Engineering, in principle and in practice.

A small studio earns leverage by deciding the hard questions once and defending those decisions across every product. Six principles set the direction; ten invariants, enforced in code, keep the system honest.

Engineering principles

Six engineering values the studio holds across projects and platforms. They describe how we think — not which database we picked. The platform choices below them are downstream of these.

Simplicity is a feature you defend, not a default you inherit

Systems grow more complex every week unless somebody is paid to push back. The cost of an extra dependency, an extra service, an extra code path is paid every day forever; the benefit is collected once. New complexity earns its keep before it gets tenure — and most of it never does.

The right thing easy, the wrong thing impossible

Invariants belong in code, not in documentation. Schema constraints, generated clients, type systems, append-only ledgers, idempotency keys, lint rules that fail the build. A rule written in prose is a rule that will be forgotten; a rule the compiler enforces is a rule that cannot be violated.

The server is the trust boundary

Clients ship into hostile territory: user-space binaries that can be tampered with, replayed, decompiled or run under a debugger. Pricing, identity, ownership and money therefore live on machines we control. A jailbroken phone, a forged cookie or a replayed request cannot move funds or read someone else's data.

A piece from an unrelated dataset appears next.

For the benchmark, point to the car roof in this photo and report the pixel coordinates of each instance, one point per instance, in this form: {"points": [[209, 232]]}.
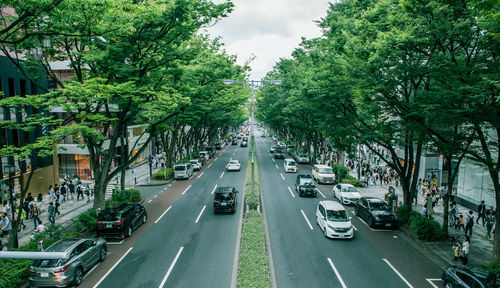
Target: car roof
{"points": [[332, 205]]}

Async-first for unpredictable work

Anything whose latency cannot be promised should not block a user. AI calls, batch jobs, third-party reaches, long renders — return immediately with a job handle, reconcile in the background, refund work that fails. The synchronous-by-default request handler is the most expensive habit a codebase inherits.

Latency is a UX feature

Perceived speed is a product requirement, not a late-stage optimisation. Compute should live close to the user, assets close to the request, payloads sized to the network they cross. An interface that responds in 80 milliseconds is a different product from one that responds in 800 — even when the work behind the response is identical.

Ship the slice, not the scaffold

A feature is done when a person can complete the workflow end-to-end on a real device — sign in, do the thing, see the result, share the result, and recover from a failure. Half-built work behind feature flags compounds into debt; every sprint should end with one fewer flag, not one more.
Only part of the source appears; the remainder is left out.